Summary. The paper claims that scarce labeled verifiable data for LM post-training is best allocated according to a sparse-to-dense reward principle: apply sparse sequence-level rewards (GRPO-style) on larger teacher models to discover improved behavior, then transfer that behavior to smaller deployment students via dense token-level supervision (a forward-KL warmup on teacher rollouts followed by on-policy distillation). At fixed 1.7B student size, an RL-improved 8B teacher distilled through this bridge outperforms direct GRPO on the student (e.g., lifting MATH from 75.4% to 78.5% and outperforming replay by 2.8 points), while pre-RL teacher transfer underperforms; the bridge also enables effective later student-side sparse RL and yields strong AIME results for 8B/14B teachers.

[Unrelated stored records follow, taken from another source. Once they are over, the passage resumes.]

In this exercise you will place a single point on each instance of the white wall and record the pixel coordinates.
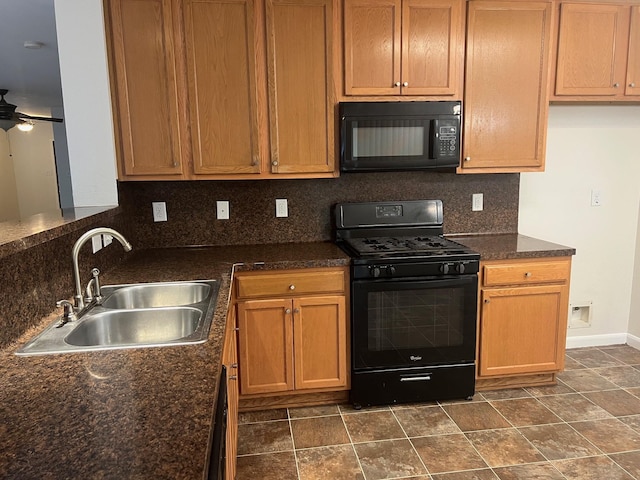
(590, 147)
(634, 318)
(9, 208)
(35, 169)
(86, 96)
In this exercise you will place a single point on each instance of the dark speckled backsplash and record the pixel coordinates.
(191, 206)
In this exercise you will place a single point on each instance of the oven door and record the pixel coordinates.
(413, 322)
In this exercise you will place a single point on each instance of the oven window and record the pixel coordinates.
(400, 320)
(413, 322)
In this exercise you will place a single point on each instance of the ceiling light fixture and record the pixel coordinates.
(25, 126)
(33, 45)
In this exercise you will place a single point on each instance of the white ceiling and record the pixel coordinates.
(31, 76)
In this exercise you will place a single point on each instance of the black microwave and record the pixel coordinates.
(397, 136)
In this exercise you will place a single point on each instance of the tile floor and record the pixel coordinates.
(587, 427)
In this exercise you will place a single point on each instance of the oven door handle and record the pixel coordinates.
(416, 379)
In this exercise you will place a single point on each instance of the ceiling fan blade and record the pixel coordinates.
(32, 117)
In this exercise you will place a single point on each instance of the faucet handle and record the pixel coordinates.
(69, 314)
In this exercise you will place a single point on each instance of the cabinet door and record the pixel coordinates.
(592, 46)
(523, 330)
(633, 62)
(300, 81)
(266, 346)
(221, 68)
(432, 47)
(320, 342)
(372, 36)
(506, 98)
(230, 360)
(147, 93)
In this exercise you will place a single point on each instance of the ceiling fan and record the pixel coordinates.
(10, 118)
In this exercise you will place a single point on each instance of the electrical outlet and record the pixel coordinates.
(159, 211)
(222, 210)
(96, 243)
(477, 202)
(282, 209)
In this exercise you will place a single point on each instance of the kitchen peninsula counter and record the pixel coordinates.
(506, 246)
(141, 413)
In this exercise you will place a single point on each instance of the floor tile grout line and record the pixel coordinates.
(293, 444)
(426, 469)
(353, 447)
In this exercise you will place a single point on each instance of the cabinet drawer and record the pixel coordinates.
(523, 273)
(294, 283)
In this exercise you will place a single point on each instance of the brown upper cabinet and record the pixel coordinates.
(249, 91)
(403, 47)
(598, 52)
(148, 96)
(506, 94)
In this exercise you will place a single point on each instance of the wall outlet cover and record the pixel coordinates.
(222, 210)
(159, 211)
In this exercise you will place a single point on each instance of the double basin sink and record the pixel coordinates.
(135, 315)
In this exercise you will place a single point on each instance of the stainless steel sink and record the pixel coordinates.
(156, 295)
(135, 315)
(136, 327)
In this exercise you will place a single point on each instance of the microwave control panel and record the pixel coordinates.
(446, 142)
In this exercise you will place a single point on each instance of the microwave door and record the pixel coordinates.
(386, 144)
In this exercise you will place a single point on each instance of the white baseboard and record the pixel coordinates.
(603, 340)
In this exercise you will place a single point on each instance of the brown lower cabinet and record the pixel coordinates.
(292, 331)
(522, 321)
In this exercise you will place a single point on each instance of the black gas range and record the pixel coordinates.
(413, 303)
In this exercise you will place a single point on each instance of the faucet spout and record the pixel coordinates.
(79, 300)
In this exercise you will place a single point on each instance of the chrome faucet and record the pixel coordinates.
(78, 299)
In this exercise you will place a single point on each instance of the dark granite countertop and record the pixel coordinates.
(143, 413)
(511, 245)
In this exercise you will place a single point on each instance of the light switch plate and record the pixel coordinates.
(282, 209)
(96, 243)
(222, 210)
(477, 202)
(159, 211)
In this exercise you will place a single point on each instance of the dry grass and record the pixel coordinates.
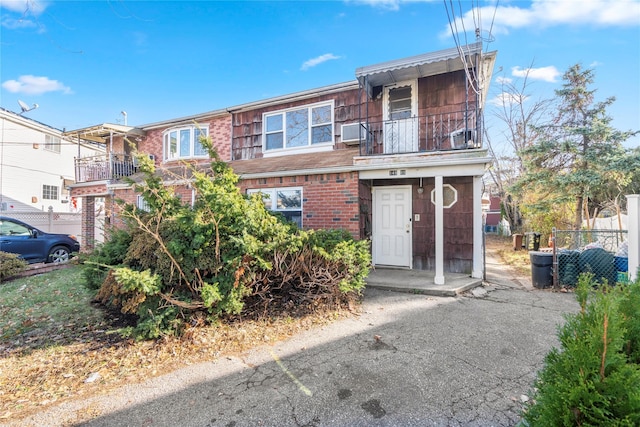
(53, 342)
(48, 358)
(503, 247)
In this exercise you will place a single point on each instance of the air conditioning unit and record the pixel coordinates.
(462, 138)
(135, 159)
(352, 133)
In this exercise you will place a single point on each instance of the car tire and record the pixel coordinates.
(59, 254)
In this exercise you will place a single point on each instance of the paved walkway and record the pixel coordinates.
(407, 360)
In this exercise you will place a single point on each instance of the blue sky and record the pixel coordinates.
(83, 62)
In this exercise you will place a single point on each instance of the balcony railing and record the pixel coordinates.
(441, 132)
(105, 167)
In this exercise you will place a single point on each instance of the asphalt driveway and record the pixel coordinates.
(408, 360)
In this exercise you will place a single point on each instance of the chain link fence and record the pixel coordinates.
(600, 252)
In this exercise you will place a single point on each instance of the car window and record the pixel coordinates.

Significance. If the central empirical ordering holds under matched compute, the work supplies a practical, testable allocation heuristic that separates exploration (sparse reward on capable models) from compression (dense transfer to students). It offers concrete pipeline comparisons on MATH and AIME with Qwen3 and Llama models, showing that the distillation bridge is load-bearing for the reported gains and that student-side GRPO becomes effective only after the bridge.

major comments (2)

[Abstract] Abstract and experimental results: The headline ordering (RL-improved 8B teacher + dense bridge > direct GRPO on 1.7B student; pre-RL transfer underperforms) is presented with specific lifts (75.4% → 78.5% MATH, +2.8 over replay) but without explicit confirmation that total FLOPs, number of gradient steps, labeled examples processed, or hyperparameter search budgets were equalized across the GRPO-only, teacher-RL, and bridge pipelines. This equality is load-bearing for attributing gains to the sparse-to-dense allocation rather than unequal training effort.
[Experiments] The manuscript reports that the forward-KL warmup + OPD bridge is consistently strongest and enables later student-side GRPO, yet provides no variance estimates, data-split details, or ablation isolating the bridge from differences in rollout volume or learning-rate schedules. Without these controls, the claim that the reward-density principle itself drives the pre- vs. post-bridge ordering cannot be fully evaluated.

minor comments (1)

[Method] The description of the dense bridge (forward-KL warmup on teacher rollouts followed by OPD on student rollouts) would benefit from an explicit equation or pseudocode block showing the combined loss and the exact point at which student rollouts begin.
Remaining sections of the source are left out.